ARM-software / armnn

Arm NN ML Software. The code here is a read-only mirror of https://review.mlplatform.org/admin/repos/ml/armnn
https://developer.arm.com/products/processors/machine-learning/arm-nn
MIT License
1.17k stars 309 forks source link

Does ExecuteNetwork support "GpuAcc" runtime ? #767

Closed somasundaram1702 closed 2 months ago

somasundaram1702 commented 5 months ago

Hello Team,

I am trying to execute a NeuralNetwork in my custom developed SoC in a emulation platform (ZEBU). I have Mali G710 Gpu integrated with Cortex Arm53 CPU. I am able to successfully utilize ExecuteNetwork to run '.armnn' or '.onnx' based mobilenet model on the CPU. However, when I try to execute it on a GPU, I get the below error, GPU_Err

Note: I get the above error while using both the pre-built binaries and also with after building ExecuteNetwork on my own.

I could note from the GlobalConfig.cmake file that the ExecuteNetwork will get generated only under the below conditions are satisfied. While observing the below, the ARMCOMPUTECL must be set to 0 which is necessary for accelarated computing. I believe this should be enabled to compute the neural network on GPU.

option(EXECUTE_NETWORK_STATIC " This is a limited experimental build that is entirely static. It currently only supports being set by changing the current CMake default options like so: BUILD_TF_LITE_PARSER=1/0 BUILD_ARMNN_SERIALIZER=1/0 ARMCOMPUTENEON=1/0 ARMNNREF=1/0 ARMCOMPUTECL=0 BUILD_ONNX_PARSER=0 BUILD_CLASSIC_DELEGATE=0 BUILD_OPAQUE_DELEGATE=0 BUILD_TIMELINE_DECODER=0 BUILD_BASE_PIPE_SERVER=0 BUILD_UNIT_TESTS=0 ARMNN_SAMPLE_APPS_ENABLED=0 BUILD_SHARED_LIBS=0 BUILD_GATORD_MOCK=0 HEAP_PROFILING=0 LEAK_CHECKING=0" OFF)
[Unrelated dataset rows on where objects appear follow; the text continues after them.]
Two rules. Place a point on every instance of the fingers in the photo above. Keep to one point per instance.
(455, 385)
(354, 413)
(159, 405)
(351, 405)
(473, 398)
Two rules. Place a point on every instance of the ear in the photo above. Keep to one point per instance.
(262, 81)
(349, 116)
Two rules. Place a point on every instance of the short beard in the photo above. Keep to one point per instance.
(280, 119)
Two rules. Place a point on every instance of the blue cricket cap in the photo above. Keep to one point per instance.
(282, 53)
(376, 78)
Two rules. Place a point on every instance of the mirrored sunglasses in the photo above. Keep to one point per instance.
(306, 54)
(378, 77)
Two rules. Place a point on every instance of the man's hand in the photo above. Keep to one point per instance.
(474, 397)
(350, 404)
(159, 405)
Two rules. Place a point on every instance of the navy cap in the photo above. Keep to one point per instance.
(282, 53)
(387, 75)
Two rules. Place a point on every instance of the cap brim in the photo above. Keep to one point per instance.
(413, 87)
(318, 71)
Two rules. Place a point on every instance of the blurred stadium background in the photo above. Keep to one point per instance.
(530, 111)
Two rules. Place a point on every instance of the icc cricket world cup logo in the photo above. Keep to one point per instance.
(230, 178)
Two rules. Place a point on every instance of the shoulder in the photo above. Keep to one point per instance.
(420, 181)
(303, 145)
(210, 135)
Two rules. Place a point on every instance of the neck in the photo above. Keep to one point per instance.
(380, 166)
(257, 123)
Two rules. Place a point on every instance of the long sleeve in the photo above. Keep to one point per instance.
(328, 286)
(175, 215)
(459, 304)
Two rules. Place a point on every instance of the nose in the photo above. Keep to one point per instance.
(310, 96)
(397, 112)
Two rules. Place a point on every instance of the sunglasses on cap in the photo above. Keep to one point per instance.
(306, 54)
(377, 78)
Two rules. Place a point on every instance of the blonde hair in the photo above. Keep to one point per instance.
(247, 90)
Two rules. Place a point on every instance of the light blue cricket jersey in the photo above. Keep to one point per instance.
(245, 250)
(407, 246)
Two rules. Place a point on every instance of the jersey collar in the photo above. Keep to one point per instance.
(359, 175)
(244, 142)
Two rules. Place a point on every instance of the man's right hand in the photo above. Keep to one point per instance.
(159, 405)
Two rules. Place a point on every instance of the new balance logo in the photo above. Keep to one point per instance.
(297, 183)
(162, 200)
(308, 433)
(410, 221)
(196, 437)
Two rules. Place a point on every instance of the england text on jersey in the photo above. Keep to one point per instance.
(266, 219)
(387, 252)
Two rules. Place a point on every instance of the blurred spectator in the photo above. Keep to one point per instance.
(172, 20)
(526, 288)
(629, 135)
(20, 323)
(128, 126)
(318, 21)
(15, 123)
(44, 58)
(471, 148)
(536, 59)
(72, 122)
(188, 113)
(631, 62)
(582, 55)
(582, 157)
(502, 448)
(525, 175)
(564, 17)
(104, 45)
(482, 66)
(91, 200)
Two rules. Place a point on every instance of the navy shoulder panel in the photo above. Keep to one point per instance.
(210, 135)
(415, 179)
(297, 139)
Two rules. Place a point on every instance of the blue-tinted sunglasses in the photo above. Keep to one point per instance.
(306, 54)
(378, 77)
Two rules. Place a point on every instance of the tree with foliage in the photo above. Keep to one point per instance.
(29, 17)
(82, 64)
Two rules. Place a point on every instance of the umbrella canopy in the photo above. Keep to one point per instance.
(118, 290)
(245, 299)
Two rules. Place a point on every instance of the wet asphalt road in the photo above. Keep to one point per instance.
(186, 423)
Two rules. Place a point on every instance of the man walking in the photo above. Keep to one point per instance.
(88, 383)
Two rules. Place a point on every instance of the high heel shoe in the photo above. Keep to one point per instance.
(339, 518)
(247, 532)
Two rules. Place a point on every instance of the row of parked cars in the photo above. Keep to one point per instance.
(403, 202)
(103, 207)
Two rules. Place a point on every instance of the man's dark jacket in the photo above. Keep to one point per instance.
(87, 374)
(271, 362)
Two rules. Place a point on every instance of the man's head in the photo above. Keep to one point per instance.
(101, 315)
So, I would like to know if the ExecuteNetwork supports to execute the NeuralNetwork on GPU ? Even though we pass 'GpuAcc' as the runtime, was it built appropriately ?

Colm-in-Arm commented 5 months ago

Hello.

Yes ExecuteNetwork does support acceleration on Mali GPU's. In the example you show it appears the a part of the model is not supported. Can I suggest you try specifying both CPU and GPU: "-c GpuAcc,CpuAcc" Any layer that is not supported on GPU will fall back to CPU.

Colm.

somasundaram1702 commented 5 months ago

@Colm-in-Arm : Thanks for your response. As I mentioned, I want to execute the Neural Network in my SoC. Right I cannot install python, numpy or any other packages as my SoC is isolated from the web access.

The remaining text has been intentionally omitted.